Friday, October 7, 2011

The Feel Good Major

As an American you should pick a major that will keep you gainfully employed or even get you a job. I would personally like to know if there is a major that offers this. Sure, healthcare seems to the hot pick right now. But that is assuming that people will be able to afford to healthcare in the future. That seems cynical to say, but really, if healthcare cost keep rising faster than the rate of inflation something is going to bust.

So, what looks hot right now, might mean those people with smart degrees looking for a job when the next bubble hits.

Megan McArdle has a piece in the Atlantic about the Occupy Wall Street protest, and she mentions the people graduating with a "fun degree" are now taking part in these protest. She discovered this by spending a lot of her own time looking at the Occupy Wall Street website.

Yes, some people with fun degrees do graduate with a lot of debt and no real job prospects. Ms. McArdle graduated with a "fun degree," but she also went on to get her MBA, and her allegences are strongly tied to business, so her arguement always takes a pro-business bias. But in her piece she also fails to mention that a lot of college students are graduating with a lot of debt because college keeps getting more expensive.

Maybe people shouldn't be allowed to get degrees if they can't afford them, because in a free country free people might pick majors they like or feel are the right fit for them. Maybe those degrees the business class think won't yield a job should be minors, instead of majors, but who is to say that those fun degrees might lead to those fun degree holders doing well in a MBA program or law school program. .

The important thing is to remember is this recession is unlike any other recession, because we know what caused it, but yet nothing concrete was done to fix it so it doesn't happen again.
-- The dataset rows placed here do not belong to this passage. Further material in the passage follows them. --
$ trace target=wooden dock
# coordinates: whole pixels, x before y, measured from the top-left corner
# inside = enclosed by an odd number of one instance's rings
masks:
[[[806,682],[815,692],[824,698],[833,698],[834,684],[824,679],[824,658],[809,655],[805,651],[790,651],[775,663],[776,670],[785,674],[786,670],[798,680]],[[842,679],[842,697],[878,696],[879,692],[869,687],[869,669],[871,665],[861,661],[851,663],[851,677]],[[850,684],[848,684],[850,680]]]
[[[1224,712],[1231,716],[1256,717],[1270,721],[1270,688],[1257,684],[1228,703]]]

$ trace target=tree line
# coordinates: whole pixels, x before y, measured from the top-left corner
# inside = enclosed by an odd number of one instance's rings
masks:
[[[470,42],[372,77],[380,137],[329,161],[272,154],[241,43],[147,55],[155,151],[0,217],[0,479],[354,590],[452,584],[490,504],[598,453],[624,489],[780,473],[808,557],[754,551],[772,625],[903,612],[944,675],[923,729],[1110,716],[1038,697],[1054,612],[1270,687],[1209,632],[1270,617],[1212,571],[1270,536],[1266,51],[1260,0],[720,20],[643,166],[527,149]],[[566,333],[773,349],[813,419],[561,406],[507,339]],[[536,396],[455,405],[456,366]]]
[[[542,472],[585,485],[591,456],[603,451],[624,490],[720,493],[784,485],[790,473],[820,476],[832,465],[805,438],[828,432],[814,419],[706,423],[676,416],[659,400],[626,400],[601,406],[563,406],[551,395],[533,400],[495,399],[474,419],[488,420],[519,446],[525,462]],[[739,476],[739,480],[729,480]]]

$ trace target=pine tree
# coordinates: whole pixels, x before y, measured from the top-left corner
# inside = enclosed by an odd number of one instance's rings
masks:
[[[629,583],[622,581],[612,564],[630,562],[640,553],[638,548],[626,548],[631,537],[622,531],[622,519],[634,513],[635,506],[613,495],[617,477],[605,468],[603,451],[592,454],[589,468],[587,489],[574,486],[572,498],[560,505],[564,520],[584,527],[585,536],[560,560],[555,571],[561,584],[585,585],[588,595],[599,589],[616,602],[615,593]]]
The Dodd-Frank bill isn't strong enough to fix the problem. So, voters should be mad. Nothing is being done to fix the problem, or so they feel and they making their voices heard.

What is really discouraging about the Occupy Wall Street protest is that their doesn't seem to be an honest debate on how to fix what ails our country.  The media seems confused that Americans would be made about being unemployed for so long, and both political parties seem willing to wait for the next election to do anything to help. A side can cry "class warfare," but people are waking and discovering "trickle down economics" really means the rich get richer.